Sind Entsorgungskosten für Elektroschrott und IT-Altgeräte gesondert zu behandeln?
Elektroschrott unterliegt dem Elektro- und Elektronikgerätegesetz (ElektroG). Die Entsorgung muss über zertifizierte Sammelstellen erfolgen. Steuerlich sind die Kosten wie reguläre Entsorgungskosten als Betriebsausgaben absetzbar. Wichtig ist die ordnungsgemäße Dokumentation und Datenlöschung bei IT-Geräten aus Datenschutzgründen – die Kosten hierfür sind ebenfalls absetzbar.
Kann die Anschaffung eigener Müllcontainer oder Presscontainer aktiviert werden?
Ja, wenn ein Unternehmen eigene Abfallcontainer, Presscontainer oder andere Entsorgungsanlagen anschafft, handelt es sich um abnutzbare Wirtschaftsgüter des Anlagevermögens. Diese sind über die betriebsgewöhnliche Nutzungsdauer abzuschreiben (meist 5–10 Jahre nach AfA-Tabelle). Alternativ kann bei geringwertigen Wirtschaftsgütern unter 800 Euro (netto) oder Sammelposten bis 1.000 Euro die Sofortabschreibung nach § 6 Abs. 2 EStG genutzt werden.
Welche Rolle spielt die WEEE-Richtlinie bei der Entsorgung?
Die WEEE-Richtlinie (Waste Electrical and Electronic Equipment) regelt die Rücknahme und Verwertung von Elektro- und Elektronikgeräten in der EU und ist in Deutschland durch das ElektroG umgesetzt. Hersteller und Händler sind zur kostenlosen Rücknahme verpflichtet. Für Unternehmen bedeutet das: Entsorgungskosten können entfallen, wenn Rücknahmesysteme genutzt werden. Zusätzliche Dienstleistungen (Abholung, Datenlöschung) bleiben absetzbare Betriebsausgaben.

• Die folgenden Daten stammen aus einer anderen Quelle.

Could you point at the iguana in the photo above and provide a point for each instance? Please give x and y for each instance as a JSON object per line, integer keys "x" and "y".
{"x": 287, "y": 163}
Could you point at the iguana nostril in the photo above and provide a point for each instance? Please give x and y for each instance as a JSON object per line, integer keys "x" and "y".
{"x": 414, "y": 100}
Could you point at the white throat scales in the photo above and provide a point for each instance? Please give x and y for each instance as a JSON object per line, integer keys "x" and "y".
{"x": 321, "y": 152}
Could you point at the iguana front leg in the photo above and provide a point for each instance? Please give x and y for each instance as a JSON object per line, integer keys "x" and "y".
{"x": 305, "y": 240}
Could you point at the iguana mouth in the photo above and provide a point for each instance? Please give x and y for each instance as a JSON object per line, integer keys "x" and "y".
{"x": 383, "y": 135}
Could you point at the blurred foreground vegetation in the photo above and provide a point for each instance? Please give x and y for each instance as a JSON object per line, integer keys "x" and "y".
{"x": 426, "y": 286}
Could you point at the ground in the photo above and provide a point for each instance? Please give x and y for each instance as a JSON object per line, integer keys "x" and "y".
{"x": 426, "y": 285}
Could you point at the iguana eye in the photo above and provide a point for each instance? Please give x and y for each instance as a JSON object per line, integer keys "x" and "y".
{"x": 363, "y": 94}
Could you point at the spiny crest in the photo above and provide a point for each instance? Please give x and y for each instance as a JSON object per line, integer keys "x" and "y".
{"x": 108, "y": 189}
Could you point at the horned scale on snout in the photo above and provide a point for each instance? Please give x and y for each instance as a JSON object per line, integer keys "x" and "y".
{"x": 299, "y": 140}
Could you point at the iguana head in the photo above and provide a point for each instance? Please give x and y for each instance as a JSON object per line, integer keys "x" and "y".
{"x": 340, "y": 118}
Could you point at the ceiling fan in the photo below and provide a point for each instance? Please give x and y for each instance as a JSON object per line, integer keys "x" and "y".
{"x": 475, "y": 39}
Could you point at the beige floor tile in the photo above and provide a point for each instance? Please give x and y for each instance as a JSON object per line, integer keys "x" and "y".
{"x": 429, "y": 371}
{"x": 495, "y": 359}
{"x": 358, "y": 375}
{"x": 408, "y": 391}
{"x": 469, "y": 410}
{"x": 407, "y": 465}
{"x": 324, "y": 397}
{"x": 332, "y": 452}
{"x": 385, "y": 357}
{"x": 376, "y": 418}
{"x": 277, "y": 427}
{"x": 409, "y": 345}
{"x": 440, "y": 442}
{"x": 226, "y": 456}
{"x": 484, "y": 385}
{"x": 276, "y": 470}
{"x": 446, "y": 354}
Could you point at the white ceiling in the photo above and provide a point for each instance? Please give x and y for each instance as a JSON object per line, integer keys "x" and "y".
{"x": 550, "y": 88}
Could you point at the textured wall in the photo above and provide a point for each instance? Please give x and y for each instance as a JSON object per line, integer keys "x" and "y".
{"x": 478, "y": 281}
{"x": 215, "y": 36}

Sind Kosten für Aktenvernichtung und Datenträgerentsorgung steuerlich absetzbar?
Ja, Kosten für die Vernichtung vertraulicher Unterlagen und die datenschutzkonforme Entsorgung von Datenträgern sind in vollem Umfang als Betriebsausgaben absetzbar. Sie dienen der Erfüllung gesetzlicher Datenschutzpflichten nach DSGVO und sind betrieblich veranlasst. Die Kontierung erfolgt ebenfalls über die Entsorgungskonten 6855 (SKR 03) bzw. 4855 (SKR 04) oder alternativ über sonstige betriebliche Aufwendungen.
Hinweis: Dieser Artikel dient zu allgemeinen Informationszwecken. Für Ihren konkreten Jahresabschluss erstellt ein zugelassener Steuerberater von OnlineBilanz die Bilanz, prüft sie fachlich und unterzeichnet rechtsverbindlich. Gesetzliche Grundlagen: Einkommensteuergesetz (EStG), Umsatzsteuergesetz (UStG), Kreislaufwirtschaftsgesetz (KrWG), Abgabenordnung (AO). Nächste redaktionelle Prüfung: Oktober 2026.